What is the equation for mean arterial pressure?
How is it affected during exercise?

A

Cardiac output (Q) x total peripheral resistance (TPR)

Q increases
TPR decreases due to vasodilation.

19
Q

Blood flow redistribution

A

Blood flow is redistributed towards the active working muscles (greatest metabolic need).
Sympathetic vasoconstriction decreases blood flow away from less active regions (spanchnic circulation - liver, pancreas, GI and kidneys).

20
Q

Effect of vasodilation during exercise

A

Local vasodilation permits additional blood flow in exercising muscle - triggered by metabolic endothelial products e.g. lactate.
As temperature rises skin VD allows heat loss through the skin.

21
Q

What is cardiovascular drift?
What is it caused by?

A

HR continues to increase during exercise despite a decrease in SV, to maintain Q.
Associated with an increased core temperature and dehydration.
Mainly caused by a decrease in venous return.

22
Q

What can affect blood flow redistribution?

A

Temperature - may force blood towards to skin to reduce core temperature (moves away from the muscles).
Hence marathons are ran in the morning as lowest circadian temperature.

23
Q

How does ventilation change during exercise?

A

Immediate increase before muscle contractions - anticipatory response.
Second gradual increase in ventilation - driven by chemical changes in arterial blood (increased CO2 and H+ sensed by chemoreceptors)
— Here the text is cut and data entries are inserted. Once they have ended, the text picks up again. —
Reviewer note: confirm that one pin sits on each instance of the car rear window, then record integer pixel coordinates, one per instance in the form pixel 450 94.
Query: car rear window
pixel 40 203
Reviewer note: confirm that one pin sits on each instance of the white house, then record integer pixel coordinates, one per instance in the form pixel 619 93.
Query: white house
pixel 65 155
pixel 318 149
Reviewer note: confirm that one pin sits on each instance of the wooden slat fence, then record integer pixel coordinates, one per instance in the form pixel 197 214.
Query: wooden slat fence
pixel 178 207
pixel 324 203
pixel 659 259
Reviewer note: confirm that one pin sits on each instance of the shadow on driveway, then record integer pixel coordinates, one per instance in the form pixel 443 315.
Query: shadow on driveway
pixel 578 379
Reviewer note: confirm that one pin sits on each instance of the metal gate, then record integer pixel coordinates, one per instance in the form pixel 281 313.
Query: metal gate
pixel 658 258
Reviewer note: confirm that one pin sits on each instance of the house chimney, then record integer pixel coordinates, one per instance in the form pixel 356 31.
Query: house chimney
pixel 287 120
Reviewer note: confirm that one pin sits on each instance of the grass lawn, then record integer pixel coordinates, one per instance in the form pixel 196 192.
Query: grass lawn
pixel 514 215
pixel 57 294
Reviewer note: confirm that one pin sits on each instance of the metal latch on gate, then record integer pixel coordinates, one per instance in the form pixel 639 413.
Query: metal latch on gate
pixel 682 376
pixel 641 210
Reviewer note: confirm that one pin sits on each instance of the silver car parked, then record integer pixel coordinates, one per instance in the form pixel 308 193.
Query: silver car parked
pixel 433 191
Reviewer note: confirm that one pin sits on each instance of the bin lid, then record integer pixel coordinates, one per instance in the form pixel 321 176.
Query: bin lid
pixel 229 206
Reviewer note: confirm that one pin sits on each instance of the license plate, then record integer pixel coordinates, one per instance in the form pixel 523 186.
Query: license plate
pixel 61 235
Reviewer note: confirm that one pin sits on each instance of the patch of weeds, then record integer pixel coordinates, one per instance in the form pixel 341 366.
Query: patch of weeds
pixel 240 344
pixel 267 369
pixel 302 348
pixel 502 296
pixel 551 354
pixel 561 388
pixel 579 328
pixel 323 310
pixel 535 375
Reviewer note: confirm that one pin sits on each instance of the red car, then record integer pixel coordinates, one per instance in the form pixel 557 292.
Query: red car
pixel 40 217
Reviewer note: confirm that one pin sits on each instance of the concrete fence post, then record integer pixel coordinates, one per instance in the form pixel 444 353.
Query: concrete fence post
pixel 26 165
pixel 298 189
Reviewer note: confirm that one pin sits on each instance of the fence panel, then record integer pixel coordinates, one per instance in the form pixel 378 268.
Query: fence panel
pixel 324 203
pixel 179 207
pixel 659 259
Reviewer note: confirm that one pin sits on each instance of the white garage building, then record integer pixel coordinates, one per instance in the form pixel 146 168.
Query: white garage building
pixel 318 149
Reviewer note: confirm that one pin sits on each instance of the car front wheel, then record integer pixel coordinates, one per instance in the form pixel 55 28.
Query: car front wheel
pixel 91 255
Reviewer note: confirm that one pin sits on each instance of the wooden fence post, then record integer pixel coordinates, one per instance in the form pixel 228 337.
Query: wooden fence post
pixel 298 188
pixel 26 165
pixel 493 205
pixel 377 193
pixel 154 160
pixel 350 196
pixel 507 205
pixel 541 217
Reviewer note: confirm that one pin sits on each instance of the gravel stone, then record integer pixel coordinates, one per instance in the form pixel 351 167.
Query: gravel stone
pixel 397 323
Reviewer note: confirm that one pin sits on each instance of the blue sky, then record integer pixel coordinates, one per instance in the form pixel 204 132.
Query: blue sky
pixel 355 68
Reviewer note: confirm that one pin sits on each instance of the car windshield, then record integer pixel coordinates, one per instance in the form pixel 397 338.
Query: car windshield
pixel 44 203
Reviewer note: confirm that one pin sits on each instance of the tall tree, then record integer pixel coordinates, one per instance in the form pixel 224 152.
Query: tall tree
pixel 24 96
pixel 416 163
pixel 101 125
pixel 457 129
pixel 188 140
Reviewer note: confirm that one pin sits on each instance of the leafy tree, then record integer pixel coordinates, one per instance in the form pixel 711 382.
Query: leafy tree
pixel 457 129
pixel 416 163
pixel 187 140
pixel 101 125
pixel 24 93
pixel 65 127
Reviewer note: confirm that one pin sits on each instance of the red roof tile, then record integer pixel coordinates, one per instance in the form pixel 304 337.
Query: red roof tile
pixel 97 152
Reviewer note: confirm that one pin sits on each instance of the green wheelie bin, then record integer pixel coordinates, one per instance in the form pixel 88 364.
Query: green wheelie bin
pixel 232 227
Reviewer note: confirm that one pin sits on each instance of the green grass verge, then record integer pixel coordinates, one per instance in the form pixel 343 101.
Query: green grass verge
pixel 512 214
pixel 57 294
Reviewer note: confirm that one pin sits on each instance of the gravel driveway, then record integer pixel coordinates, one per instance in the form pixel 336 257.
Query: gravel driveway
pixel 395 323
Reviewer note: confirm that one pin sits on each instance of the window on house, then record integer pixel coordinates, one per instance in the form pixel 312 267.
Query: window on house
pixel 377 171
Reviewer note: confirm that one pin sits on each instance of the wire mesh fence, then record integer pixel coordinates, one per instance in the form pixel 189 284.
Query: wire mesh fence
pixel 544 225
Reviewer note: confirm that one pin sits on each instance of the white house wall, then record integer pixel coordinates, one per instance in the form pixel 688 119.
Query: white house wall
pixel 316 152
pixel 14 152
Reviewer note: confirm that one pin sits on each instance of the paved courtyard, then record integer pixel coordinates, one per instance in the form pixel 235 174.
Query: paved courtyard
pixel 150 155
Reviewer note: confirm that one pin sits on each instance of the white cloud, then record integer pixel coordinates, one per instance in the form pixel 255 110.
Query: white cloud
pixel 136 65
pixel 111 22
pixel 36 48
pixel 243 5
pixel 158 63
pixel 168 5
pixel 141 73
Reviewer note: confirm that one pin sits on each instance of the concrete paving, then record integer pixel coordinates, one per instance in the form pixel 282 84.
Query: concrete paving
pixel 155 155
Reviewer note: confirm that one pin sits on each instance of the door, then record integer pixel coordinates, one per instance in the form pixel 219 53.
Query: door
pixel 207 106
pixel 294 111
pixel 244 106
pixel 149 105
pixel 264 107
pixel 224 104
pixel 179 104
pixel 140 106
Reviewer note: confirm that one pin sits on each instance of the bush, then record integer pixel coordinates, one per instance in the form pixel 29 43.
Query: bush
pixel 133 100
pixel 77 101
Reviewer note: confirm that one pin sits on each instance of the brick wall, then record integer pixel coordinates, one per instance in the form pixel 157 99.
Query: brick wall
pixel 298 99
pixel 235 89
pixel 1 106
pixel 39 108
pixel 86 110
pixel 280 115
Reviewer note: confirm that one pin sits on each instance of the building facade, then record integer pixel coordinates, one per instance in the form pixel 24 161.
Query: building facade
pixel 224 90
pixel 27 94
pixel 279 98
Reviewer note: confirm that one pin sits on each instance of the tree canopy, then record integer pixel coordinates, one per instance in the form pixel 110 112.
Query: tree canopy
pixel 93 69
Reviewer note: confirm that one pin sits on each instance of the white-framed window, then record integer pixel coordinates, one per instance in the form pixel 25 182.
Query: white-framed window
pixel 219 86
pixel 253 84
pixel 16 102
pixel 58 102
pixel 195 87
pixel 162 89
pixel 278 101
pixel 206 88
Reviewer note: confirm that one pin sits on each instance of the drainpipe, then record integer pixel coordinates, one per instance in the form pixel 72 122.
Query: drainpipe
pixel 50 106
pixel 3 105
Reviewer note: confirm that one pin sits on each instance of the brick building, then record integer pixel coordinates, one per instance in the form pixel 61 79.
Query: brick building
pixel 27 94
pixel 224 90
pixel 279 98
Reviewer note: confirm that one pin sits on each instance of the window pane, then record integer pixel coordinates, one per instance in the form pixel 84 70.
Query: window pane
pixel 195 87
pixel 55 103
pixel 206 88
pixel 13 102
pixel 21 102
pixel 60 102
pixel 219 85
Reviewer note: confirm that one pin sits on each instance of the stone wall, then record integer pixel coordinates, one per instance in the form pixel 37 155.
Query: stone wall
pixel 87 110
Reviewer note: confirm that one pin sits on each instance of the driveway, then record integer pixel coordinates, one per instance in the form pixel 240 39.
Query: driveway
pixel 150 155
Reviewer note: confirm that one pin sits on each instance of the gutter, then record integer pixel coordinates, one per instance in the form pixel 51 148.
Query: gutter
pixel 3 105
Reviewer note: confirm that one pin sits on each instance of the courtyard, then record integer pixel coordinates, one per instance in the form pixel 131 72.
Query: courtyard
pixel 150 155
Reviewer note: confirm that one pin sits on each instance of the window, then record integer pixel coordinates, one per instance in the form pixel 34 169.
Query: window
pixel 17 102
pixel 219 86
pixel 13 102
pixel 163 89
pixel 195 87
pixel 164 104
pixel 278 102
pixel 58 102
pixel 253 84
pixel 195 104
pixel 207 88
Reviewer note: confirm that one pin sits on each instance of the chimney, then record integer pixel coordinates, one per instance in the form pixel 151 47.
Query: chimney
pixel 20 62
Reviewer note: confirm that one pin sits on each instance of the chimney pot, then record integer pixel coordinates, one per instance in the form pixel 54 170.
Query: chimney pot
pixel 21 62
increase is proportional to metabolic needs of muscle.
At low intensities only tidal volume increases but then rate as intensity increases.

24
Q

What is dyspnea?
What causes it?

A

Shortness of breath
Poor aerobic fitness, intensive training, unfamiliar workloads.
Inability to adjust to high blood PCO2 and H+.

25
Q

What is hyperventilation?
What causes it?

A

Rapid breathing - excess ventilation
Increases in PCO2 gradient between blood and alveoli.
Decreases in blood PCO2 - increases in blood pH.

26
Q

What is the ventilatory threshold?

A

The point where there is an exponential increase in ventilation
The point where L air breathed in > LO2 consumed - cannot process all the oxygen you are breathing in.

27
Q

What is the ventilatory equivalent for O2

A

V/VO2
L air breathed in/LO2 consumed/min.

How well control of breathing is matched to body’s demand for oxygen.

28
Q

IS ventilation usually a limiting factor to performance?

A

Not normally.
Respiratory muscles account for 10% of VO2, 15% of Q during heavy exercise.
They are very fatigue resistant, especially the diaphragm.
pectoralis minor and sternocleidomastoid less fatigue resistant.

29
Q

Physiological mechanisms to control pH

A

Chemical buffers: bicarbonate, phosphates, proteins, haemoglobin

Increased ventilation helps H+ bind to bicarbonate

Kidneys remove H+ from buffers and we excrete H+.

30
Q

How does active recovery (compared to passive recovery) facilitate pH recovery?

A

Active recovery maintains oxygen delivery quicker as blood pumping more so removes lactate quicker – blood lactate concentration decreases quicker.

31
Q

How does muscle fibre type change in elite?

A

Increased sixe and number of type 1 fibres (type II –> type II).
Type 2x perform like type 2a.

32
Q

How does capillary supply change in elite?

A

Increased capillarisation - key factor in increased VO2.

33
Q

How does myoglobin change in elite?

A

Increased myoglobin content by 75-80%.
Supports increased oxidative capacity in muscle - extracts oxygen from haemoglobin easier.

34
Q

How does mitochondrial function change in elite?

A

Increased size and number depending on training volume

35
Q

High vs low responders

A

VO2 max response to endurance training can be explained by roughly 30 gene RNA expressions in muscle - explains roughly 23% of gains in VO2 max.

36
Q

Non-responders

A

People who under a similar exercise programme don’t see improvements in VO2 max or fitness.
Only respond to a more potent training stimulus.